I didn’t think of him as “the one” those first few years…
weekend drives between two colleges, countless letters written on spiral
notebook paper, our first apartment together in Lawrence… somewhere along the
line we decided to get married. I loved him. At least per my limited
understanding of love at the time. It seemed the practical thing to do, get
married. It assured our future together in some very real and tangible ways and
that somehow frightened me less than the idea of us growing in different
directions and eventually apart. We were moving forward, most definitely, as a
couple, rather than as two individuals who just happened to enjoy spending time
together.
I’m not even sure I thought of him as “the one” when we got
married on December 29, 1990. It was the coldest day in Dodge City, Kansas in
something like 50 years. I don’t remember much about the cold. Only that it is
the first thing people talked about for many years when they talked about our
wedding. Several family members did not make it to the event.
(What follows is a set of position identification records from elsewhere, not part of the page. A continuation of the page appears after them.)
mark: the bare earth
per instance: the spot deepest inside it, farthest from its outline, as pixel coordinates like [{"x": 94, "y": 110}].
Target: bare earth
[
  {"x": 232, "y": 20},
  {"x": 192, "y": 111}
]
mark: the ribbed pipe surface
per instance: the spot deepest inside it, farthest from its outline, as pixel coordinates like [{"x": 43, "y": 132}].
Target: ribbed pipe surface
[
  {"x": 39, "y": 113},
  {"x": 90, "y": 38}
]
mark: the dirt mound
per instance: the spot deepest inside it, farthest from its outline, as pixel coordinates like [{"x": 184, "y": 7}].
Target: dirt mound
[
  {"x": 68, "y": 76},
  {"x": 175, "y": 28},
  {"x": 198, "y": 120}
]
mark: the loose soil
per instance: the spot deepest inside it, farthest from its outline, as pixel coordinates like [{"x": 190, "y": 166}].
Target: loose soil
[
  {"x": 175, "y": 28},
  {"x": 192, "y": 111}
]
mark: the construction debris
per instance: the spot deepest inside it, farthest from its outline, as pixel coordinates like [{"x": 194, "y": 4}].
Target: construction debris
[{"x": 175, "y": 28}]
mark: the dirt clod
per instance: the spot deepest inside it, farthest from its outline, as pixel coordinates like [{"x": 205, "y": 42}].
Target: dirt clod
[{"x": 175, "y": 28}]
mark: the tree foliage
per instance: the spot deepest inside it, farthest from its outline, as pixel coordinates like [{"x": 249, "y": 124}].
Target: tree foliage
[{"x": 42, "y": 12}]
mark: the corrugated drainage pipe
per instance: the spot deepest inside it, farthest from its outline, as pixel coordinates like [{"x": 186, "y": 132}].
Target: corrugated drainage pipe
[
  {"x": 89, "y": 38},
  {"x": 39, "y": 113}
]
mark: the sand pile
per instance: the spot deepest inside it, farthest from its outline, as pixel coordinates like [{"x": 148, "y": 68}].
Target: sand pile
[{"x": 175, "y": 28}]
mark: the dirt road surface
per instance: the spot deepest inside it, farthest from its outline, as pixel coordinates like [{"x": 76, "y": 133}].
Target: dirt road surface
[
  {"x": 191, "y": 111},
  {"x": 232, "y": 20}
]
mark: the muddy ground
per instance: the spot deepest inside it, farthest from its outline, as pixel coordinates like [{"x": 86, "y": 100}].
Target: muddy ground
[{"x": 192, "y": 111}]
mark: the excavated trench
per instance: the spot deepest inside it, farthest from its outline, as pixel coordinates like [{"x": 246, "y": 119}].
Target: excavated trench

It was that kind
of cold; the kind of where cars wouldn’t start and people were afraid of being
stranded, even for short road trips, because of the deepness of the chill.
The sky is blue in our wedding photographs. The ground is
white, but not freshly so. The oreos were stuck to the windshield of our car so
solidly that they required multiple blasts from a carwash hose on the way to
Wichita to clear the window enough that we could see. We added ice, but at
least we had visibility.
The whole experience of meeting him and falling in love and getting
married a short two and a half years later still feels like something of an
out-of-body experience for me. The wedding, especially; I was never a
center-stage kind of girl. I never dreamed of tiaras and princess gowns and
spotlights. I was still operating under the assumption that I should do what
was expected of me. I grew past that, eventually. We both did. And I have to
give him at least half the credit for what we’ve become.
Authentic. Real. Both perfect and imperfect in our
made-for-each-other ways. Yin and yang in some respects; oil and water in
others.
Ultimately, we have both grown stronger in our visions of
ourselves, both individually and together, and after 23 years the fact that we
are still speaking—still each other’s first choice for company and
entertainment— would seem to be a good sign.
Sometimes, looking back on my life with him, it feels more
like we blundered into a relationship and were just lucky it turned out to be a
good thing. We grew up together, in many ways. We had disagreements. We made
some mistakes. Hell, we are likely still making new ones.
More often I think of it in terms of what we deserve,
because we worked for it. Some days it came easy; some days it felt like a
never-ending chore, this act of living together in happiness and harmony.
Somewhere along the line—likely years after marrying him,
believe it or not—I decided he was “the one” and I guess he must have made that
decision, too. Perhaps earlier than me. I really couldn’t say for sure. But the
commitment that feels real and binding was made long after the
out-of-body-experience of the early years of our dating and eventual marriage
had taken place. My memories of us as a couple at some point grow more solid.
The fairy tale divisions that made up my understanding of a modern woman versus
my mother’s generation had blurred by then and I understood that we were building our own life to be what
we wanted it to be.
I was never one to dwell on doubts, but was always well aware
that I had choices. And the fact was that I kept choosing him, over and over
again. One might think that after 23 years it’s simply habit. But I think it is
not. It remains a choice. And I pick him again, to be “the one”… and only.
Let’s see where the next 23 years takes us, Bubs.